From the July 2013 issue

Is there a correlation between the mass of a supermassive black hole and the amount of stars within its galaxy? If so, what is it?

David Irvin, Calabasas, California
By | Published: July 22, 2013 | Last updated on May 18, 2023
Mass relationships
The mass of a galaxy’s central supermassive black hole appears to relate to the amount of stars within that galaxy’s bulge component. This plot compares a black hole’s mass (Y-axis) to the random motions of stars due to the gravitational pull of the matter in the host galaxy’s bulge (X-axis). // Astronomy: Roen Kelly, after Kayhan Gultekin, et al.
Yes, there is a correlation between a supermassive black hole’s mass and the stellar content of its host galaxy’s bulge. In some galaxies (like spirals), the bulge is smaller, round, and confined to the center, while giant elliptical galaxies are essentially all bulge.

We have several ways to measure the amount of stars in the bulges of galaxies. One is simply by measuring the light from those stars. Another is by determining the mass of the bulge (because it is mostly stars). In a third method, we measure the speed of the random motions of stars due to the bulge’s gravitational attraction — we call this “velocity dispersion.”
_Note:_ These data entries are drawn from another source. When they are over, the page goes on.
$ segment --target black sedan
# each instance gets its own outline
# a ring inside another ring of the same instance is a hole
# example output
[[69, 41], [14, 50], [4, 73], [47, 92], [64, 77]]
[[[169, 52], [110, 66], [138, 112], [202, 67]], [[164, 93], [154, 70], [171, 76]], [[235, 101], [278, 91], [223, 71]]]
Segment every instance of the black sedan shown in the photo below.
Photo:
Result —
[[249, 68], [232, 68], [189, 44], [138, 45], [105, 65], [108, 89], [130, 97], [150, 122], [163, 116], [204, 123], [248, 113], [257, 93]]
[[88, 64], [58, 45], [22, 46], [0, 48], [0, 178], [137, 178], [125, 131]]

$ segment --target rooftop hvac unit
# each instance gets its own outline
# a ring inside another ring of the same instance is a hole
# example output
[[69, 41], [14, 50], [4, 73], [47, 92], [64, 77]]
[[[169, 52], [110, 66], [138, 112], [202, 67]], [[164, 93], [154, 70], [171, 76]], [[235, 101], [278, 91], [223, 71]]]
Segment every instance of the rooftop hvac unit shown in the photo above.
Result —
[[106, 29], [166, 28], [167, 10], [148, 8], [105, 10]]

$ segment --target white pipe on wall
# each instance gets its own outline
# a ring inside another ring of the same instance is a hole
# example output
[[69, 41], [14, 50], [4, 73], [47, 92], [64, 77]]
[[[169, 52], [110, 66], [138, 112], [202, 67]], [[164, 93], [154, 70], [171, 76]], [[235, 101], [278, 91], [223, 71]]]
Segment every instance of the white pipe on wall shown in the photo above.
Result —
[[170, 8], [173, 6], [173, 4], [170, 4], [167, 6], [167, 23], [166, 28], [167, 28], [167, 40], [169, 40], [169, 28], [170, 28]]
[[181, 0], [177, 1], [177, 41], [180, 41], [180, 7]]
No matter which method we use, we find that the more stars in a galaxy, the larger the mass of its black hole. However, the third measurement, velocity dispersion, appears to have the tightest correlation.
 
We’re not sure why this correlation between black hole mass and host galaxy properties exists. One of the most compelling explanations — but by no means certain — is “quasar feedback.” In this model, when galaxies merge, their bulges also merge, and the new, larger central black hole swallows a lot of gas; as the material funnels toward the black hole, friction and radiative processes cause it to glow as a bright “quasar.” The quasar shines until its powerful winds and jets heat up and/or expel all the gas in the galaxy so that it can’t make any new stars or feed the black hole. Then, the black hole stops growing.

The correlation between black hole mass and amount of stars is not perfect. The smallest galaxies, in particular, appear to have much smaller black holes than we expect based on the amount of stars in their bulges. This could be because they never went through a quasar phase.